3.3 Electrochemical Performance of the Quasi-solid-state Flexible ASC
    A high energy density of flexible supercapacitors is especially important for the practical application. High mass loading of electroactive materials and large potential windows of both anode and cathode contribute to a high energy density. To reveal the practical application, a quasi-solid-state flexible MnO2//V2O5 ASC was assembled with a CNT/MnO2-25/GCC cathode, V2O5/ECC anode and filter paper separator with the PVA/Na2SO4 gel electrolyte (Fig. 4a). The characterization and electrochemical performance of prepared V2O5/ECC are shown in Fig. S14. The method of charge balance between cathode and anode is demonstrated in Supporting Information. Figure 4b displays CV curves of CNT/MnO2-25/GCC at a voltage window between 0 to 1 V and V2O5/ECC between -1.2 and 0 V. Given that, it is anticipated that this ASC could be operated from 0 to 2.2 V. Indeed, Fig. 4c reveals that a high voltage up of the ASC to 2.2 V is achieved, leading to an outstanding energy density. CV profiles of the ASC (Fig. 4d) present a capacitive feature at different scan rates from 5 to 200 mV s-1. Particularly, the bending test of the ASC was carried out to evaluate the mechanical stability. As displayed in Fig. 4e, all CV shapes show a small difference, and capacitance retentions remain around 100% at various bending angles (0, 45, 90, 135, and 180 degrees), indicating favorable electrochemical durability and mechanical integrity. More interestingly, Fig. S15a compares the CV curves of MnO2//V2O5 ASC devices with a tested area size of 4 and 1 cm2 at a scan rate of 5 mV s-1. CV curves of the ASC device (4 cm2) at different scan rates are also investigated in Fig. S15b.

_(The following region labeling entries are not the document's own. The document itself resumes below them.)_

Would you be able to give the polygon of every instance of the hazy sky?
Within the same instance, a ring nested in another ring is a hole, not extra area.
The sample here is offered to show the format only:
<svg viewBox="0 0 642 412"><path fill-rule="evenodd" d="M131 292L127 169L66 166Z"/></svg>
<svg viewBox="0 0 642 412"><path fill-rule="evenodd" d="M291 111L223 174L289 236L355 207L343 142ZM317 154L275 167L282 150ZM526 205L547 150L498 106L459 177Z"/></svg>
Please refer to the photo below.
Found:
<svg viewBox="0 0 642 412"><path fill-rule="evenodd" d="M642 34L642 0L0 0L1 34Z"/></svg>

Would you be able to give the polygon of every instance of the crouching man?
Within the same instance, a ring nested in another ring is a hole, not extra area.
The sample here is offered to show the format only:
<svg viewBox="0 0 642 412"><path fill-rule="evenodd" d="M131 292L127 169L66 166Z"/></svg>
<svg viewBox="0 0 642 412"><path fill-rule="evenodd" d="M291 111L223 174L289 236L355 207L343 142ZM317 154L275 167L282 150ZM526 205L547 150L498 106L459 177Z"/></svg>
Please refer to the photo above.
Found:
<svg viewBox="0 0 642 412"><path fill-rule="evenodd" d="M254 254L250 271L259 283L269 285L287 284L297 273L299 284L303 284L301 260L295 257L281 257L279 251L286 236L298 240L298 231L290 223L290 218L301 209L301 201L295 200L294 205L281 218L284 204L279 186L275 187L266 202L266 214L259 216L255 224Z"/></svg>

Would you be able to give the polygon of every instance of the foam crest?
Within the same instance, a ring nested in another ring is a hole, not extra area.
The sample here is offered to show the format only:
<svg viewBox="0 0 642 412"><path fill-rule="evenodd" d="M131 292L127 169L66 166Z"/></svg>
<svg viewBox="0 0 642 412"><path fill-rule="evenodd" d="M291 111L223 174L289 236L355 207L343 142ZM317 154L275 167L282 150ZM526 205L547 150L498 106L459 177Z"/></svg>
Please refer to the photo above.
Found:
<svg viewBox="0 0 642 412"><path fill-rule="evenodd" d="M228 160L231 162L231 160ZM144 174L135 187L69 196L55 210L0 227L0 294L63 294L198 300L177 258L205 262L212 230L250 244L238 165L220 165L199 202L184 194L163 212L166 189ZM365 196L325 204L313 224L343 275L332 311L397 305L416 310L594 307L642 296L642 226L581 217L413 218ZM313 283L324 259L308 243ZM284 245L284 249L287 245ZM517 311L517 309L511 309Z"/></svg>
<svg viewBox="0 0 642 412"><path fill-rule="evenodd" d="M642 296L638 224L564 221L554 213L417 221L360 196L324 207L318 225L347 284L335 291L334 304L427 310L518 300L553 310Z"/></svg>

Fig. 4 The electrochemical performance of the quasi-solid-state flexible ASC. a Schematic illustration of the assembled ASC. b CV curves of the cathode and anode at 5 mV s-1. c CV curves at various voltage windows at 5 mV s-1. d CV curves at different scan rates from 5 to 80 mV s-1. e CV curves and capacitance retentions at different bending angles. f GCD profiles at different current densities from 2 to 15 mA cm-2. g Areal and volumetric capacitances at different current densities. h Cycling stability at 15 mA cm-2 upon 10000 cycles. Insets: five LEDs and a temperature/humidity indicator powered by the ASC device.

Fig. 4 The electrochemical performance of the quasi-solid-state flexible ASC. a Schematic illustration of the assembled ASC. b CV curves of the cathode and anode at 5 mV s-1. c CV curves at various voltage windows at 5 mV s-1. d CV curves at different scan rates from 5 to 80 mV s-1. e CV curves and capacitance retentions at different bending angles. f GCD profiles at different current densities from 2 to 15 mA cm-2. g Areal and volumetric capacitances at different current densities. h Cycling stability at 15 mA cm-2 upon 10000 cycles. Insets: five LEDs and a temperature/humidity indicator powered by the ASC device.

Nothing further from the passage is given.